Inflation is rising globally as surging commodity costs feed into higher consumer prices and trigger debates about when central banks might start to raise interest rates again.

For the Bank of Korea, faster price gains also reflect a broadening economic recovery that justifies the governor’s call for an orderly and timely exit from record-low interest rates.

The reading marks the second straight month that Korea’s headline inflation exceeded the central bank’s 2% target.

While noting the rise was partly buoyed by the negative reading in May 2020, Finance Minister Hong Nam-ki said service prices also picked up as consumption improved.

Most central bankers have sought to play down the risks of runaway inflation, saying the price increases will be transitory.

The Bank of Korea last week raised its forecast for this year’s inflation to 1.8% from 1.3%, but kept its outlook for next year unchanged at 1.4%.

While the central bank’s brighter economic outlook has prompted some analysts at banks including Citigroup and JPMorgan to forecast a rate hike this year, many still project tightening won’t start until 2022.

In the May inflation report, prices of items swayed by supply-side issues led the gains. Transportation costs jumped 9.2% in May from a year earlier while prices for food and non-alcoholic beverages rose 7.4%.

There were also signs that consumer demand is gaining momentum.

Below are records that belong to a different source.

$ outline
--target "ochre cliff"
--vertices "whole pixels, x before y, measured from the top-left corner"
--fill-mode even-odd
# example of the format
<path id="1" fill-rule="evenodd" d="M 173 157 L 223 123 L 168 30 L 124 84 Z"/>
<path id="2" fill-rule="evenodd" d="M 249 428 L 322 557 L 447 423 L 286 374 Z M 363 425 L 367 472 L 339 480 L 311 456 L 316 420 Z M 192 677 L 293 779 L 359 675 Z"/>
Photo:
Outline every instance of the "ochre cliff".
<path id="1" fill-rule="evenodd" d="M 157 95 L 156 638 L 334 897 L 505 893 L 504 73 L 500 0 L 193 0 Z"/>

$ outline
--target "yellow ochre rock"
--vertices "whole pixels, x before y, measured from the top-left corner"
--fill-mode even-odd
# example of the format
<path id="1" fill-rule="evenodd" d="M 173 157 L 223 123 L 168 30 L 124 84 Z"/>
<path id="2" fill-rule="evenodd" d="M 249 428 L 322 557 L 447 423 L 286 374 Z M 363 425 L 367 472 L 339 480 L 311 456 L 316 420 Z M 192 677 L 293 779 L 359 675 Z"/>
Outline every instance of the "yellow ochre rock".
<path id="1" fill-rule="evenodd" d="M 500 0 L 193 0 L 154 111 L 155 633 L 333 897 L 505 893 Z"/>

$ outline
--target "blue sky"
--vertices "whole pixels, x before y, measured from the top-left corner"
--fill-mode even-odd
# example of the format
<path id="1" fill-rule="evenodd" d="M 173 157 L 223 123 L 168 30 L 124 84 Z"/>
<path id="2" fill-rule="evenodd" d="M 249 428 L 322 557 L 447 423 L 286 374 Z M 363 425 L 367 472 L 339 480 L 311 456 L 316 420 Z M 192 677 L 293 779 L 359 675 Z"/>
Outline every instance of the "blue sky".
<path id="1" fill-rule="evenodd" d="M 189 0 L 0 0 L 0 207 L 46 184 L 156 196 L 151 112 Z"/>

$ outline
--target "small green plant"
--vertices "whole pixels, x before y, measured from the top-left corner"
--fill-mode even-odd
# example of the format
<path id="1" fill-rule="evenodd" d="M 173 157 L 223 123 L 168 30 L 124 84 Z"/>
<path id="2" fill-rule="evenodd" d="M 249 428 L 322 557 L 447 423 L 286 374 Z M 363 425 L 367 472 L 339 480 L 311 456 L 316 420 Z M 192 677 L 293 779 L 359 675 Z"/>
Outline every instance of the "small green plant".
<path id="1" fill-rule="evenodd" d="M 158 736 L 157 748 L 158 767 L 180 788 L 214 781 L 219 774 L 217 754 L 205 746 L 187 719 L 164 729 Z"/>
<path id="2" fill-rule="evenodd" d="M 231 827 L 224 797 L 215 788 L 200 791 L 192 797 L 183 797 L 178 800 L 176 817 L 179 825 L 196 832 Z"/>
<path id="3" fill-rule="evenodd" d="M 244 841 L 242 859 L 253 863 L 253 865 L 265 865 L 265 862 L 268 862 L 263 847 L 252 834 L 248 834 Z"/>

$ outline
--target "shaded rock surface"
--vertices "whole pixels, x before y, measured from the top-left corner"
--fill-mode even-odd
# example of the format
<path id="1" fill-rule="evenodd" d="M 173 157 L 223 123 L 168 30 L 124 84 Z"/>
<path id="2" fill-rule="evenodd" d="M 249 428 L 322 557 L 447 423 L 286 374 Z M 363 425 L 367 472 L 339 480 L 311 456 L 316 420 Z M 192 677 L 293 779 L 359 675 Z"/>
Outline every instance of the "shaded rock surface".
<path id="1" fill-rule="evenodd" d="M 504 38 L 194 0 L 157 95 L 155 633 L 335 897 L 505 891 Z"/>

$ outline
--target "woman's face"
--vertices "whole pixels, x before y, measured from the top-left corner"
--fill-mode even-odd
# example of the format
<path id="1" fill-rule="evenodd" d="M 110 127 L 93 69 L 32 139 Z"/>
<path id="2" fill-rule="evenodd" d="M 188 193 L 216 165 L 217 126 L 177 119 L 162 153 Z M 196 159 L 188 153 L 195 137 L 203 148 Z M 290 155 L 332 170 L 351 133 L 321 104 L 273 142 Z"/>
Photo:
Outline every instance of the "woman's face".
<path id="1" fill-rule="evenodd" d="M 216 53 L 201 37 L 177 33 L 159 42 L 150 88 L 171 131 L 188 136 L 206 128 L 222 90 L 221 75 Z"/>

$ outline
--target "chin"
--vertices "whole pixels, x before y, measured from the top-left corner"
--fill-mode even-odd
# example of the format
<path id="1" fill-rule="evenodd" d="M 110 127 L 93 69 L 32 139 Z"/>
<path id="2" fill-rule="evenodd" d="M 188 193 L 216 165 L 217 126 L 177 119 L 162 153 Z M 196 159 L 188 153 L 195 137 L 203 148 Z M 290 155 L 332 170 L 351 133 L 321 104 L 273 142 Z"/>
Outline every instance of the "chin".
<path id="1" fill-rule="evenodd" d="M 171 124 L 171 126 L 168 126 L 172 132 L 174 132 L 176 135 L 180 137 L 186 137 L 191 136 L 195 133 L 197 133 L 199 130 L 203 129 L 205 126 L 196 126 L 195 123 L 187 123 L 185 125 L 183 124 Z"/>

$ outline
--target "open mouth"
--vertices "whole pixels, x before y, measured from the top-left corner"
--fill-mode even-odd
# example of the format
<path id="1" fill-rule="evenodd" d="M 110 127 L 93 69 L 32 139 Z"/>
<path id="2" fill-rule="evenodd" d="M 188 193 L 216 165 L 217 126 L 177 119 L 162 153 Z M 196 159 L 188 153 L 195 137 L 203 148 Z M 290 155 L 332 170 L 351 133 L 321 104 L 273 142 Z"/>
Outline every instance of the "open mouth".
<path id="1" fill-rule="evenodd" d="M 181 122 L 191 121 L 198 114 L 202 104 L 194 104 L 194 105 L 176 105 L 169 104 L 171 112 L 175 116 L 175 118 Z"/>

Restaurants and hotels saw prices rising 2%. Entertainment costs rose 1%, although communications prices fell 2.1%.

South Korea’s core inflation from a year earlier, which removes agriculture and oil prices, edged up to 1.5%.

In a separate statement, the finance ministry said it expects inflation to moderate in June as base effects becomes less favorable.

To ease the burden from higher commodity prices, Finance Minister Hong said the government will increase egg imports from 40 million to at least 50 million, ramp up rice supplies, and offer loans to companies to help with commodity purchases.

Still, price pressures could intensify if Korea’s consumer-sector recovery picks up steam. Consumer confidence was at the highest in almost three years last month while gauges on retail sales and service production reached record levels in April.